I tried to optimize a file browsing function written in Python, on Windows, by using os.scandir() instead of os.listdir(). However, time remains unchanged, about 2 minutes and a half, and I can't tell why. Below are the functions, original and altered:
os.listdir() version:
def browse(self, path, tree):
# for each entry in the path
for entry in os.listdir(path):
entity_path = os.path.join(path, entry)
# check if support by git or not
if self.git_ignore(entity_path) is False:
# if is a dir create a new level in the tree
if os.path.isdir( entity_path ):
tree[entry] = Folder(entry)
self.browse(entity_path, tree[entry])
# if is a file add it to the tree
if os.path.isfile(entity_path):
tree[entry] = File(entity_path)
os.scandir() version:
def browse(self, path, tree):
# for each entry in the path
for dirEntry in os.scandir(path):
entry_path = dirEntry.name
entity_path = dirEntry.path
# check if support by git or not
if self.git_ignore(entity_path) is False:
# if is a dir create a new level in the tree
if dirEntry.is_dir(follow_symlinks=True):
tree[entry_path] = Folder(entity_path)
self.browse(entity_path, tree[entry_path])
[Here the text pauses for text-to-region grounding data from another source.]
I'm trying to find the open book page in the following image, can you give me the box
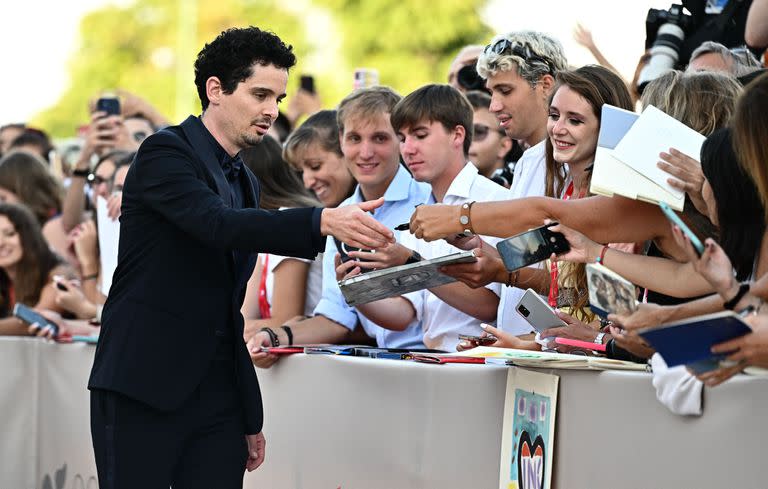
[612,104,705,201]
[590,105,685,210]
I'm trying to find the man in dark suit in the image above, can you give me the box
[88,26,393,489]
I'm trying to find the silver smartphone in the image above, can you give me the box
[516,288,567,333]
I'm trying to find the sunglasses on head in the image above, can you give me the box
[483,39,553,74]
[473,124,504,142]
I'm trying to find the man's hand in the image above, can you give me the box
[320,199,394,250]
[347,242,412,270]
[245,432,266,471]
[335,253,362,281]
[439,247,504,289]
[409,204,463,242]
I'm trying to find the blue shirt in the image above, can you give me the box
[313,165,431,349]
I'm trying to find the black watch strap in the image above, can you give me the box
[724,282,750,310]
[72,168,90,178]
[405,250,423,265]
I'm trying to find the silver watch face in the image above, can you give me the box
[459,215,469,225]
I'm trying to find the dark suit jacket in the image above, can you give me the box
[88,116,323,434]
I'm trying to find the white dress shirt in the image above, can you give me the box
[498,140,548,335]
[400,162,509,351]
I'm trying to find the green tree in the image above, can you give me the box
[34,0,311,137]
[312,0,492,101]
[33,0,492,138]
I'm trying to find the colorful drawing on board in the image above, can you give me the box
[498,368,558,489]
[509,390,551,489]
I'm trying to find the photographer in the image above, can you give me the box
[637,0,754,92]
[447,45,485,93]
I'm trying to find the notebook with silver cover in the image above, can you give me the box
[338,250,477,306]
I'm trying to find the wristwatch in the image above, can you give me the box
[594,332,606,345]
[405,250,423,265]
[72,168,91,178]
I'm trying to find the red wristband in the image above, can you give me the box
[596,245,609,265]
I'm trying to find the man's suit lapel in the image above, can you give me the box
[179,116,232,206]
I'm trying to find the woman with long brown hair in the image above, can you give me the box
[0,203,72,335]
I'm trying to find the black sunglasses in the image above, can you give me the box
[483,39,553,74]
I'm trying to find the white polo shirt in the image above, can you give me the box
[499,139,548,335]
[399,162,509,351]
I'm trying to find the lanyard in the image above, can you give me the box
[549,180,584,307]
[257,255,271,320]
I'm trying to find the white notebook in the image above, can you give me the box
[590,104,686,211]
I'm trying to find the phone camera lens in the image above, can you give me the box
[550,236,556,243]
[518,305,530,317]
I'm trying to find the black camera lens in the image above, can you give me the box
[518,305,530,317]
[457,64,486,92]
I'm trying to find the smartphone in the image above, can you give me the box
[516,289,567,334]
[300,75,315,94]
[496,222,570,271]
[334,237,374,263]
[457,333,498,346]
[13,303,60,338]
[659,202,705,257]
[96,95,121,116]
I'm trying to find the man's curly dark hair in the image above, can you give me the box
[194,26,297,111]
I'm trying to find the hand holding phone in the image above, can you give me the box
[14,304,60,339]
[516,289,567,333]
[96,94,121,117]
[334,237,374,263]
[300,75,315,94]
[496,222,570,271]
[659,202,705,257]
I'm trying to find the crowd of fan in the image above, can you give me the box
[3,7,768,392]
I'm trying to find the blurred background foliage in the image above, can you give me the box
[33,0,492,137]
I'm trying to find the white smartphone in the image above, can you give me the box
[516,289,567,333]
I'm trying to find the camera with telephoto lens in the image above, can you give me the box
[457,64,487,92]
[637,0,753,93]
[636,4,696,93]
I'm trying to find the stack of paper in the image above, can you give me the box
[460,346,648,371]
[590,104,706,212]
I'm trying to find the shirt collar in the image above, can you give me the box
[442,162,479,201]
[195,116,242,179]
[353,164,413,203]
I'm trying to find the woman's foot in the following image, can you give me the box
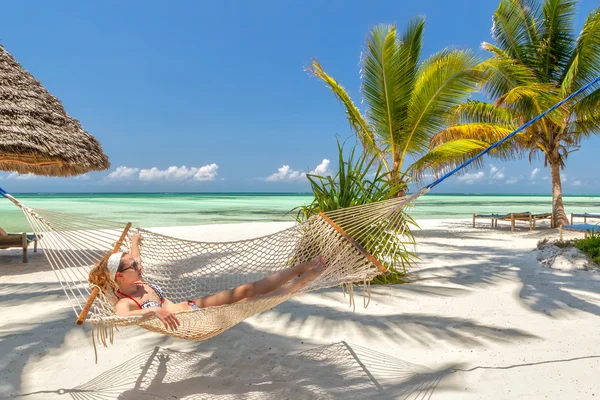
[297,257,327,284]
[274,257,328,296]
[296,255,328,274]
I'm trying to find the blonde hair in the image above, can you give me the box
[88,252,127,292]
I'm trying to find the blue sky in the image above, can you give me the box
[0,0,598,194]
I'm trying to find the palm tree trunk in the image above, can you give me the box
[390,160,406,198]
[550,161,569,227]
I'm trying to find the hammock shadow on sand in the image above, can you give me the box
[28,342,454,400]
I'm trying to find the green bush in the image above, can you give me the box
[574,229,600,265]
[293,139,418,284]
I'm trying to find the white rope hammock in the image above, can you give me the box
[3,189,426,345]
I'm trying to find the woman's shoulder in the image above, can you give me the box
[115,296,138,311]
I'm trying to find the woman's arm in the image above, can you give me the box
[115,299,180,330]
[130,233,142,265]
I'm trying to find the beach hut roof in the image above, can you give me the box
[0,45,110,177]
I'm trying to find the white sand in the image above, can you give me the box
[1,218,600,399]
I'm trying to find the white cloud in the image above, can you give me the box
[7,172,37,180]
[106,166,140,180]
[139,164,219,182]
[542,176,549,180]
[266,159,331,182]
[266,165,304,181]
[573,180,582,186]
[456,171,485,184]
[310,159,331,176]
[192,164,219,181]
[505,177,519,184]
[74,174,90,180]
[560,173,567,183]
[530,168,539,180]
[106,164,218,182]
[489,165,505,180]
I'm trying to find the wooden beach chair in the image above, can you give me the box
[496,212,533,233]
[0,233,38,263]
[531,213,553,229]
[472,213,507,228]
[570,213,600,225]
[559,224,600,240]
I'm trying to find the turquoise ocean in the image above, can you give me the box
[1,193,600,232]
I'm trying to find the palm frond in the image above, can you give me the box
[430,123,516,148]
[494,83,565,126]
[476,55,539,100]
[494,82,558,107]
[571,87,600,136]
[407,139,487,183]
[307,59,385,166]
[539,0,577,81]
[447,100,518,126]
[361,24,411,157]
[402,49,481,159]
[492,0,541,66]
[561,7,600,94]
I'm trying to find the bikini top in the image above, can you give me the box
[117,282,166,309]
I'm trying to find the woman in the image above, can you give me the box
[89,234,326,331]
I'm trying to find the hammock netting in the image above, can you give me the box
[3,75,598,346]
[2,189,425,342]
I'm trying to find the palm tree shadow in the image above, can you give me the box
[21,342,459,400]
[413,223,600,318]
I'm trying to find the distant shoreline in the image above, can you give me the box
[5,192,600,197]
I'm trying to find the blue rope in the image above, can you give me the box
[0,186,7,197]
[425,76,600,190]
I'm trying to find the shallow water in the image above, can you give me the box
[1,192,599,232]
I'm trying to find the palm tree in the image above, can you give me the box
[308,17,485,192]
[432,0,600,226]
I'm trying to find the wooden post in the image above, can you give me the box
[76,223,132,325]
[21,232,27,263]
[560,226,563,241]
[511,214,515,233]
[570,213,573,225]
[318,213,389,276]
[472,214,475,228]
[584,215,587,224]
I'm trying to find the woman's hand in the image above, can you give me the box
[153,307,180,331]
[131,233,143,244]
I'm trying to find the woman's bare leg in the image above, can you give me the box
[193,256,326,308]
[262,262,326,298]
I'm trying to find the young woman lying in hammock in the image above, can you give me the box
[89,234,326,331]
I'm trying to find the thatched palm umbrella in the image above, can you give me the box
[0,45,109,177]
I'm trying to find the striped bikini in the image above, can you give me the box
[117,282,200,310]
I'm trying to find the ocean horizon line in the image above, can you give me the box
[4,191,600,197]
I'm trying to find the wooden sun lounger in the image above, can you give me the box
[531,213,553,230]
[473,212,554,232]
[0,233,38,263]
[472,213,507,228]
[570,213,600,224]
[560,223,600,240]
[498,212,533,233]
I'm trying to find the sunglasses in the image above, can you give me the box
[118,260,140,273]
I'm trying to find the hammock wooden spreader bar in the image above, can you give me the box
[76,222,132,325]
[318,212,389,276]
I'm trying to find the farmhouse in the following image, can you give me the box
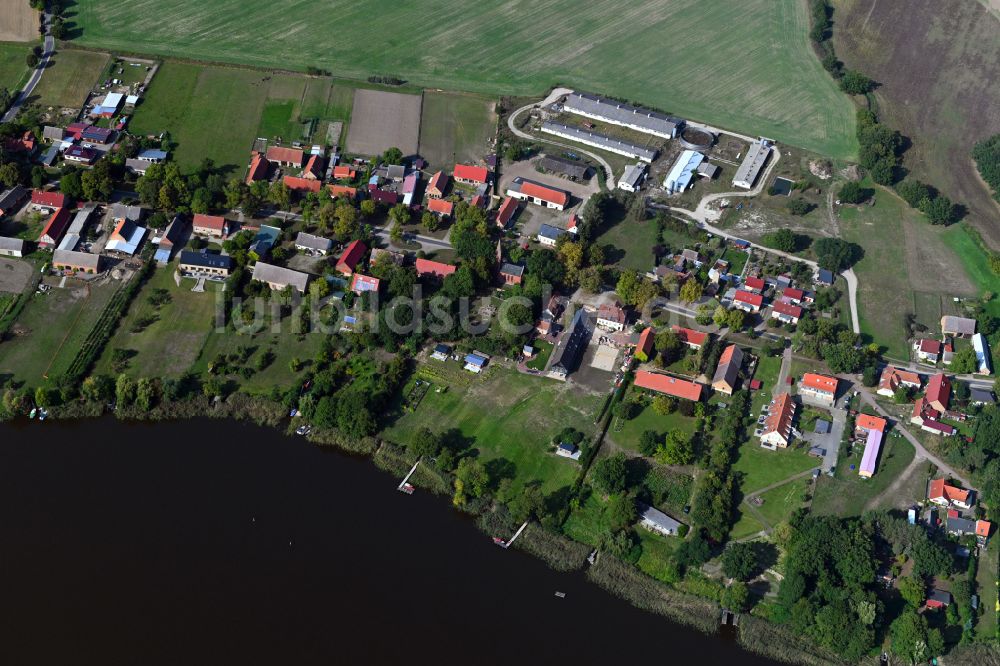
[506,177,570,211]
[350,273,380,294]
[617,163,647,192]
[0,185,28,216]
[415,258,457,279]
[911,398,955,436]
[877,366,922,397]
[914,338,942,363]
[760,392,796,449]
[427,197,454,217]
[295,232,333,255]
[426,171,449,198]
[540,122,658,162]
[454,164,490,186]
[562,92,682,139]
[549,308,589,380]
[31,190,66,212]
[539,155,589,181]
[283,175,322,193]
[634,371,702,402]
[663,150,705,195]
[178,250,232,278]
[770,301,803,325]
[733,290,763,313]
[53,249,100,274]
[265,145,304,168]
[0,237,26,257]
[941,315,976,338]
[925,373,951,412]
[302,154,325,180]
[252,262,310,293]
[928,478,972,509]
[38,207,72,248]
[733,140,772,189]
[192,214,229,239]
[336,239,367,275]
[671,325,706,350]
[799,373,839,405]
[495,196,519,229]
[712,344,743,395]
[596,302,627,331]
[638,505,683,537]
[973,333,992,375]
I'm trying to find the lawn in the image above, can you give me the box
[0,41,29,92]
[0,279,119,385]
[382,363,600,493]
[30,48,109,109]
[594,214,659,273]
[755,477,811,527]
[92,268,219,379]
[419,90,497,168]
[729,511,766,541]
[811,436,916,517]
[731,441,818,495]
[611,395,700,455]
[941,224,1000,321]
[976,537,998,639]
[72,0,856,158]
[526,339,553,371]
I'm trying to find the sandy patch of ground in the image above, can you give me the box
[0,0,38,42]
[345,89,421,157]
[0,258,33,294]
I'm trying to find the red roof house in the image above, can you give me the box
[336,240,367,276]
[31,190,67,209]
[415,258,457,279]
[265,145,304,167]
[782,287,805,303]
[856,413,887,433]
[328,184,358,200]
[245,151,270,185]
[454,163,489,185]
[770,300,802,323]
[636,327,655,360]
[302,154,325,180]
[369,189,399,205]
[671,325,707,349]
[925,373,951,413]
[427,197,454,216]
[733,290,763,311]
[192,213,229,238]
[283,175,322,193]
[634,371,703,401]
[928,478,972,508]
[38,207,71,248]
[517,180,569,209]
[427,171,449,198]
[333,165,357,180]
[495,196,519,228]
[743,276,765,293]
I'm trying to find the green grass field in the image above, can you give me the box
[383,363,600,493]
[71,0,856,158]
[418,90,496,168]
[93,268,219,379]
[0,42,30,92]
[611,392,700,455]
[732,441,817,495]
[30,48,109,108]
[942,224,1000,321]
[0,280,119,384]
[595,214,659,273]
[811,436,916,517]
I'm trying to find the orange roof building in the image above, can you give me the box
[283,175,322,192]
[327,184,358,200]
[928,478,972,508]
[855,413,887,433]
[495,196,518,228]
[415,258,457,279]
[925,373,951,413]
[760,392,796,449]
[265,145,304,167]
[333,165,357,180]
[877,366,922,397]
[799,373,839,404]
[711,344,744,395]
[336,239,367,276]
[427,197,454,216]
[246,151,270,185]
[671,325,706,349]
[636,327,654,360]
[453,163,489,185]
[634,371,702,401]
[426,170,449,198]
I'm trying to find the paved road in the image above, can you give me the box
[267,209,453,252]
[506,88,617,190]
[3,11,53,123]
[879,359,996,391]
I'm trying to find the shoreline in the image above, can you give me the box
[11,395,841,666]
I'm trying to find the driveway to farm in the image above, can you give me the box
[506,88,617,191]
[3,10,53,123]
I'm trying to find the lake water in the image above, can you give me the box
[0,417,779,665]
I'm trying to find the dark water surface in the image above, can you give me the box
[0,417,779,665]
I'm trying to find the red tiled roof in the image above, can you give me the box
[31,190,66,208]
[917,339,942,354]
[637,327,654,357]
[454,163,489,183]
[369,189,399,205]
[734,290,763,307]
[928,478,970,504]
[671,325,707,347]
[926,373,951,410]
[327,184,357,199]
[762,392,795,440]
[567,214,579,231]
[744,276,765,290]
[856,413,887,433]
[336,240,367,274]
[878,366,921,393]
[771,301,802,319]
[283,175,322,192]
[977,520,992,538]
[783,287,805,301]
[302,154,324,179]
[801,373,838,394]
[333,165,356,180]
[427,198,453,215]
[597,302,626,324]
[415,258,457,278]
[634,371,702,401]
[427,170,449,195]
[246,151,269,185]
[265,145,304,165]
[496,196,518,226]
[519,181,569,207]
[193,214,227,232]
[38,207,71,245]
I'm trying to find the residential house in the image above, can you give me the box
[401,171,420,205]
[30,190,66,212]
[948,514,978,537]
[977,520,992,547]
[415,258,457,279]
[548,308,589,380]
[636,326,655,361]
[711,344,743,395]
[596,302,627,331]
[332,165,357,181]
[63,146,98,165]
[617,163,647,192]
[971,388,996,405]
[634,371,702,401]
[927,478,972,509]
[925,373,951,412]
[671,325,706,350]
[430,344,451,361]
[251,262,310,293]
[327,184,358,200]
[283,175,322,193]
[53,249,100,273]
[464,353,489,374]
[816,269,834,286]
[973,333,993,375]
[350,273,380,295]
[295,232,333,255]
[911,398,956,436]
[336,239,367,276]
[760,392,796,449]
[556,442,582,460]
[369,189,399,206]
[426,171,449,198]
[178,250,232,278]
[914,338,942,363]
[566,214,579,235]
[495,196,519,229]
[154,216,185,263]
[770,301,803,325]
[265,145,304,168]
[743,276,765,293]
[302,154,325,180]
[733,290,763,313]
[799,373,839,405]
[941,315,976,338]
[639,505,683,537]
[427,197,454,217]
[499,263,524,286]
[505,177,570,211]
[877,366,922,398]
[0,237,26,257]
[192,213,229,239]
[537,223,565,247]
[926,590,952,610]
[38,207,71,249]
[136,149,167,163]
[453,164,489,186]
[0,185,28,216]
[386,165,405,182]
[105,218,147,255]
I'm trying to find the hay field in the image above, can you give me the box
[71,0,856,159]
[30,49,109,109]
[345,89,421,156]
[0,42,29,91]
[0,0,38,42]
[419,91,496,168]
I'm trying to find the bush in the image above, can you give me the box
[787,199,813,216]
[840,70,874,95]
[837,181,868,204]
[896,179,931,208]
[973,134,1000,202]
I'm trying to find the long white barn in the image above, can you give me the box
[541,122,658,162]
[563,92,683,139]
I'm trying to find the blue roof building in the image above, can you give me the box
[663,149,704,195]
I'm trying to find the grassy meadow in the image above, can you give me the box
[418,90,497,168]
[72,0,856,158]
[30,48,109,109]
[0,42,29,92]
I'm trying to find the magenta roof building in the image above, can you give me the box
[859,429,884,478]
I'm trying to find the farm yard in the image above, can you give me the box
[29,49,110,110]
[345,89,421,157]
[70,0,856,159]
[418,90,497,169]
[0,0,38,42]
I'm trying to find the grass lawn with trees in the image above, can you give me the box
[526,339,553,371]
[611,393,699,455]
[383,363,600,493]
[418,90,497,168]
[731,442,817,495]
[30,49,109,109]
[811,436,916,516]
[561,490,611,547]
[636,528,682,583]
[72,0,855,158]
[594,214,659,273]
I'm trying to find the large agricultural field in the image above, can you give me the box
[833,0,1000,249]
[0,0,38,42]
[71,0,856,159]
[29,49,109,109]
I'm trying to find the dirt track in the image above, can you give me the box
[0,0,38,41]
[834,0,1000,249]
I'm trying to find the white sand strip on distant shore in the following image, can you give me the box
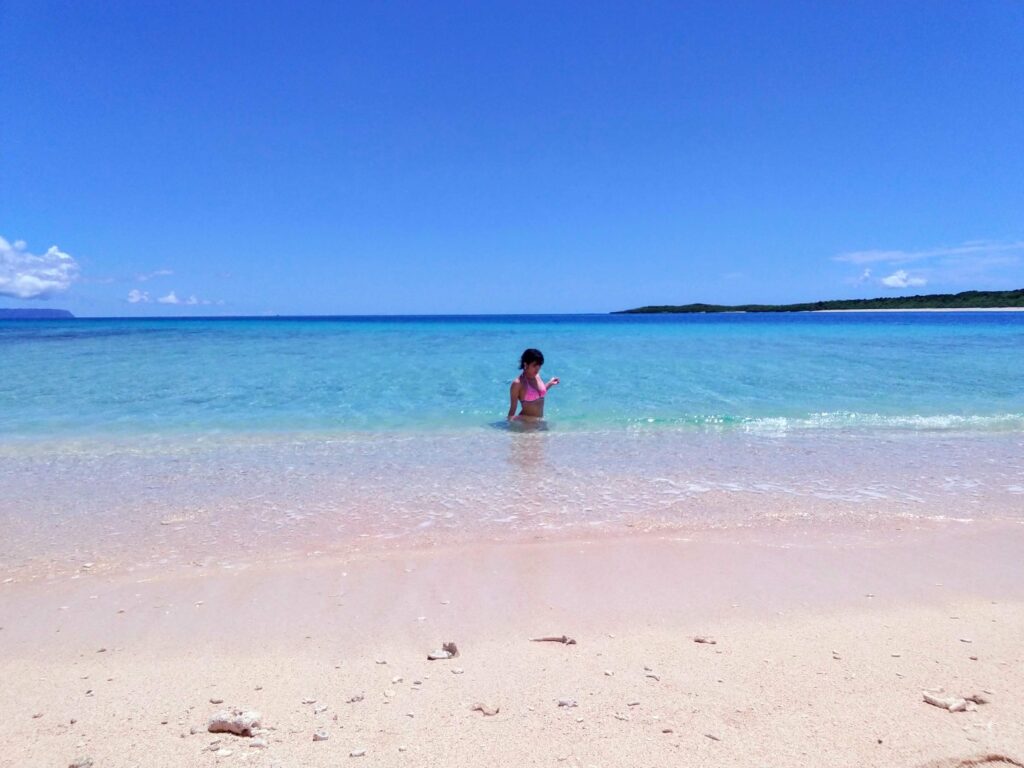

# if is a file add it to the tree
if dirEntry.is_file(follow_symlinks=True):
tree[entry_path] = File(entity_path)
In addition, here are the auxiliary functions used within this one:
def git_ignore(self, filepath):
if '.git' in filepath:
return True
if '.ci' in filepath:
return True
if '.delivery' in filepath:
return True
child = subprocess.Popen(['git', 'check-ignore', str(filepath)],
stdout=subprocess.PIPE,
stderr=subprocess.PIPE)
output = child.communicate()[0]
status = child.wait()
return status == 0
============================================================
class Folder(dict):
def __init__(self, path):
self.path = path
self.categories = {}
============================================================
class File(object):
def __init__(self, path):
self.path = path
self.filename, self.extension = os.path.splitext(self.path)
Does anyone have a solution for how I can make the function run faster? My assumption is that the extraction of the name and path at the beginning makes it run slower than it should, is that correct?